General Introduction
TEN Agent is an open source real-time multimodal intelligences framework that integrates OpenAI Realtime API and RTC to support multiple functions such as weather querying, web searching, visual processing and RAG (Retrieval Augmented Generation). The framework aims to provide high-performance, low-latency audio and video interaction solutions for complex AI application scenarios.
The second most mature real-time interactive multimodal intelligence seen so far has a very smooth voice communication process.
Function List
- Real-time multimodal interaction: Supports real-time processing and interaction of audio, video and text.
- OpenAI Realtime API Integration: Provides low-latency voice-to-voice dialog capabilities.
- RTC AI noise suppression: Noise elimination through AI algorithms to improve audio quality.
- Weather Enquiry: Integrate weather query function to provide real-time weather information.
- Internet search: Supports access to information through web searches.
- visual processing: Supports image recognition and processing functions.
- RAG Functions: Provide answers using local documents through retrieval-enhanced generation techniques.
- Multi-language support: Supports extended development in multiple programming languages such as C++, Go, Python, etc.

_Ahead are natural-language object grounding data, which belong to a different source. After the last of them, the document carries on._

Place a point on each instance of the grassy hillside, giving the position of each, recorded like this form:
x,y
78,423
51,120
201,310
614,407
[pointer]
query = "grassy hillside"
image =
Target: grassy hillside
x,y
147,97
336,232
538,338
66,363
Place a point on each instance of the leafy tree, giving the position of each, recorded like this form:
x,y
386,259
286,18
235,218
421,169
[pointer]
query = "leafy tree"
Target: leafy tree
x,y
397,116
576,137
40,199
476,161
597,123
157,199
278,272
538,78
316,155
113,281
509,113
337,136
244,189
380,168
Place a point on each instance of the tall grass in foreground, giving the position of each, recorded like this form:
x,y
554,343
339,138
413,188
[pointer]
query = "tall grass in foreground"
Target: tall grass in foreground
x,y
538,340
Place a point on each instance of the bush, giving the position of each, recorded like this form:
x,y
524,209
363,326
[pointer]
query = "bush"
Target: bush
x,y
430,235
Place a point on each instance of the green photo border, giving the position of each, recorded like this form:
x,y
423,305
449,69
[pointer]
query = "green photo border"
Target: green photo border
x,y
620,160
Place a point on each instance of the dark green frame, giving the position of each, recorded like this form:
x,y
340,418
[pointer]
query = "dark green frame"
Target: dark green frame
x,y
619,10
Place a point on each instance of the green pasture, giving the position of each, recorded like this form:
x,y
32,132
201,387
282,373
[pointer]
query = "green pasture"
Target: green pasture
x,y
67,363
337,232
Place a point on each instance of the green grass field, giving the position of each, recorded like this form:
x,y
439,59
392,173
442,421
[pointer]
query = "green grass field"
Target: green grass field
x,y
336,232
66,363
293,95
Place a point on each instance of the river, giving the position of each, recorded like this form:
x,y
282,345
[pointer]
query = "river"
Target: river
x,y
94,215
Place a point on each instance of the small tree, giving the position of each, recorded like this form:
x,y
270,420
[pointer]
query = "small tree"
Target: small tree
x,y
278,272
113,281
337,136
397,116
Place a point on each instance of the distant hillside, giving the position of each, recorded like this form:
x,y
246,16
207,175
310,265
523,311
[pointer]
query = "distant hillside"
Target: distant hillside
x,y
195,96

- Cross-platform support: Compatible with Windows, Mac, Linux and mobile devices.
Using Help
Installation process
- Preparing the environment::
- Ensure that Docker and Docker Compose are installed.

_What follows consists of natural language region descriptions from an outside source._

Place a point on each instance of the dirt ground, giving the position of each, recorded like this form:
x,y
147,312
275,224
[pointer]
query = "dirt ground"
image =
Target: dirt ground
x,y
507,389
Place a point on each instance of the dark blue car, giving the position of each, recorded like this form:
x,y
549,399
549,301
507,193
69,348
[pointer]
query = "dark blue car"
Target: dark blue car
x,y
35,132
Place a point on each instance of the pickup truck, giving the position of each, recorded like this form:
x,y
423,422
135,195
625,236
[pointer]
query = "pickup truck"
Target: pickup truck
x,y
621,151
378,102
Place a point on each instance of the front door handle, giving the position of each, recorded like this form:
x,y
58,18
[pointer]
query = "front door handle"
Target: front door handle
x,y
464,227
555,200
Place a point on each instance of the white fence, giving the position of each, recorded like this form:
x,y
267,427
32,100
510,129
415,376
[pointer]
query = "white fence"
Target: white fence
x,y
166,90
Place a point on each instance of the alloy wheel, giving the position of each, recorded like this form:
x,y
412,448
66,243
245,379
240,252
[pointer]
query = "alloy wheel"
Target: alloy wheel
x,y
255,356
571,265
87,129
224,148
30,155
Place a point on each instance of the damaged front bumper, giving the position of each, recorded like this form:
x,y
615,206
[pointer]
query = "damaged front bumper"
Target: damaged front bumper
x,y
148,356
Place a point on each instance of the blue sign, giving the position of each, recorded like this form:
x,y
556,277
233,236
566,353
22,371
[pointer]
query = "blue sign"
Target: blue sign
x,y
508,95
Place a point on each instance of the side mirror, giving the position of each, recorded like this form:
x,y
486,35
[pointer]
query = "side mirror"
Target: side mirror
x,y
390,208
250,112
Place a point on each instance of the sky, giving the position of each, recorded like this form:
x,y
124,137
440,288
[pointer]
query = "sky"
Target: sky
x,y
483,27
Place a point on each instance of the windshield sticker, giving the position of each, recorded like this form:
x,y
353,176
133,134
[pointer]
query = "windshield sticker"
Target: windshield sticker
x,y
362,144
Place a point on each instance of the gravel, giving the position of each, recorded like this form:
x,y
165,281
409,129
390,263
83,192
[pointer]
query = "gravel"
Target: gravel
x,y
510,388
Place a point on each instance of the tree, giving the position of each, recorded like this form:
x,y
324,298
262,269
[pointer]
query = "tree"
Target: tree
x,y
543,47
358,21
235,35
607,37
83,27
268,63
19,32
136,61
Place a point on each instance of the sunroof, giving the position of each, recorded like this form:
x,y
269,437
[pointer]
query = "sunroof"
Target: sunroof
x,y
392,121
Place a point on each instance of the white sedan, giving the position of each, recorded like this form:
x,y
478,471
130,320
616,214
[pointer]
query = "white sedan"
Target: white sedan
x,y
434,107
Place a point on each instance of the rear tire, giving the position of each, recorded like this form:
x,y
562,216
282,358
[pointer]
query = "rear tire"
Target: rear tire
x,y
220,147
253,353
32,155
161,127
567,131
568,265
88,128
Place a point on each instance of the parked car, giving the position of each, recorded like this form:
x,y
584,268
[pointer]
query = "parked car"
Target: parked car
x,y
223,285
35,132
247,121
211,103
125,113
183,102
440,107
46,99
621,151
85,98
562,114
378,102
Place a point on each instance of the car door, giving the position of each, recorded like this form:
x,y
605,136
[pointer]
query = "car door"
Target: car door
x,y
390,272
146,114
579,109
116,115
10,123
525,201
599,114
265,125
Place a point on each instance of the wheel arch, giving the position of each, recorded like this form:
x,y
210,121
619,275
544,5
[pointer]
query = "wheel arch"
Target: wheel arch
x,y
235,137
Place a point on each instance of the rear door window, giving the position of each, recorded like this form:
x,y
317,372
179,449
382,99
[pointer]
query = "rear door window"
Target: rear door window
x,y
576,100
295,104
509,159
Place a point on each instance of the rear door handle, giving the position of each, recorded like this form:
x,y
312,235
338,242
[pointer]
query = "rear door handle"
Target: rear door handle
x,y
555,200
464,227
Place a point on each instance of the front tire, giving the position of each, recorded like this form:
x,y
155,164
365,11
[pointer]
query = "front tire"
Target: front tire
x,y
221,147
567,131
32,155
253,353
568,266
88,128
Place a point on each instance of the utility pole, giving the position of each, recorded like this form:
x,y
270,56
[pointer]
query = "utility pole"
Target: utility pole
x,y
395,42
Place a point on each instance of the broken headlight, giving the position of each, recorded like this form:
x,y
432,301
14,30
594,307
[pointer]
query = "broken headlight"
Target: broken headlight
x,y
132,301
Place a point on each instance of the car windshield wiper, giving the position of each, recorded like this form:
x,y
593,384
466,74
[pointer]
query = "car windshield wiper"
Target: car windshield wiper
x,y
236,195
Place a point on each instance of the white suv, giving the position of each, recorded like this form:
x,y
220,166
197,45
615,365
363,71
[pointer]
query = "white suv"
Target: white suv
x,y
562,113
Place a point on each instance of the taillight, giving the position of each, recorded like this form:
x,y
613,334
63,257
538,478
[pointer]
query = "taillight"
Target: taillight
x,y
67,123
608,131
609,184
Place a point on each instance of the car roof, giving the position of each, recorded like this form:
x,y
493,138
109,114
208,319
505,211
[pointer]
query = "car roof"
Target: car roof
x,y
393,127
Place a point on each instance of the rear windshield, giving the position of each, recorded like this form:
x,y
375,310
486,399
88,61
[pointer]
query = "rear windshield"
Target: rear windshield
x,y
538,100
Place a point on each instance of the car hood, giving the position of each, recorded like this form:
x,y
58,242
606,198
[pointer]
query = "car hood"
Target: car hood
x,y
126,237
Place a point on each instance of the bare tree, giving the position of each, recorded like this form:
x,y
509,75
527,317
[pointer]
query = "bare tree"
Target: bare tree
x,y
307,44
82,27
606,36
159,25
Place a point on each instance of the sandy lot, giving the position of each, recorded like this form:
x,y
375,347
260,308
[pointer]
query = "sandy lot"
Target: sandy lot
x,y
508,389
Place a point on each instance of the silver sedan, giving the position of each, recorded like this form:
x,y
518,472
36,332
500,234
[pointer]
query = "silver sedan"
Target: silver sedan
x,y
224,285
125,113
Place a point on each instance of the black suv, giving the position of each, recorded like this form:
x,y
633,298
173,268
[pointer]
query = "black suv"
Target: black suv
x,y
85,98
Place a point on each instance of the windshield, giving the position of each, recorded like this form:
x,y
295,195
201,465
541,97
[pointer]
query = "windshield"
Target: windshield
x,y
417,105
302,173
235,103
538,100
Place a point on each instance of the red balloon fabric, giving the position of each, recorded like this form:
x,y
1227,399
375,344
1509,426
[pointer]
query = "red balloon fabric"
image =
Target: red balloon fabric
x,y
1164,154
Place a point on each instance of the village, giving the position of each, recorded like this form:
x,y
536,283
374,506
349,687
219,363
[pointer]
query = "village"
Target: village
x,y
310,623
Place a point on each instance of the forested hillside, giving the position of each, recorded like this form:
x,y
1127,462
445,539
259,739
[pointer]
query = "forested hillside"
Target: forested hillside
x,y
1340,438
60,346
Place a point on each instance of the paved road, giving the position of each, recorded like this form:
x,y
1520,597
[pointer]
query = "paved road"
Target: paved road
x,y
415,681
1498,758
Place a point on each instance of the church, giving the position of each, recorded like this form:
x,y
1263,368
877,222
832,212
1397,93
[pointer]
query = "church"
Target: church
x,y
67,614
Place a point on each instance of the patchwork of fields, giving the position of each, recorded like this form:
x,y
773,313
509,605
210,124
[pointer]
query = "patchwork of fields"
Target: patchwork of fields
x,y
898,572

- Obtain the Agora App ID and App Certificate (if certificates are enabled in the Agora console).
- Get OpenAI API keys, as well as API keys for Deepgram ASR and FishAudio TTS.
- Configuring Environment Variables::
- In the project root directory, use the
cp .env.example .env
command to create.env
Documentation. - show (a ticket)
.env
file, fill in the required API key and configuration.
- In the project root directory, use the
- Launch Container::
- Run it in the project root directory
docker compose up
command to start the container. - Or use
docker compose up -d
command to start the container in detached mode.
- Run it in the project root directory
- Building Intelligence::
- Open a new terminal window, enter the container and build the intelligences.
- Once the build is complete, run the server on port 8080:
make run-server
The
- access interface::
- Open in your browser
localhost:3000
The TEN Agent will be used for the first time in the future. - Open another tab and visit
localhost:3001
, create, connect, and edit extensions using Graph Designer.
- Open in your browser
Function Operation Guide
- Real-time multimodal interaction::
- Low-latency voice-to-speech conversations through the integrated OpenAI Realtime API.
- Use the RTC's AI noise suppression function to ensure clear and stable audio quality.
- Weather Enquiry::
- Enter the name of the city you want to check in the interface to get real-time weather information.
- Internet search::
- Enter keywords in the search box and the system will search through the web to get relevant information.
- visual processing::
- Upload image files and the system will automatically perform image recognition and processing.
- RAG Functions::
- With retrieval-enhanced generation techniques, questions are entered and the system will provide answers using local documents.
- Multi-language support::
- Supports extended development using C++, Go, Python and other programming languages.
- Cross-platform support::
- Compatible with Windows, Mac, Linux and mobile devices, users can seamlessly use TEN Agent on different platforms.